Beside him sat a strange pewter-coloured ball that looks like a cannonball. It's the tightly compressed silver foil wrappers from the bar of Cadbury's Dairy Milk that Dahl ate every lunchtime when he first worked for Shell Oil in London. Over three years in the 1930s each day he added another wrapper until the ball grew to its impressive size, like a kind of weird chocolate muncher trophy.

Reading Dahl makes us hungry because food was yearning to him. It was all the important stuff: love, home and the freedom to eat a chocolate bar every day.

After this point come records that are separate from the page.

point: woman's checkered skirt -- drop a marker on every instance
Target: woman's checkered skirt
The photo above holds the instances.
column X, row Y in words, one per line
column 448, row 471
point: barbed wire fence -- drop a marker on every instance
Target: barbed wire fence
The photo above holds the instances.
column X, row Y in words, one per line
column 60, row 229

And that love of chocolate started at his secondary public school Repton where the boys were used as chocolate testers by Cadbury. A plain grey cardboard box would arrive with 12 bars of chocolate inside. Eleven of the 12 were new inventions. The twelfth was a well-known favourite (the now gone Cadbury’s Coffee Cream). “All of us entered into this game with great gusto, sitting in our studies and nibbling each bar with the air of connoisseurs, giving our marks and making our comments. ‘Too subtle for the common palate,’ was one note that I remember writing down,” Dahl said, the admission of a teenage food snob.

More importantly the testing got him imagining the inventing room in a chocolate factory. And we all know where that went.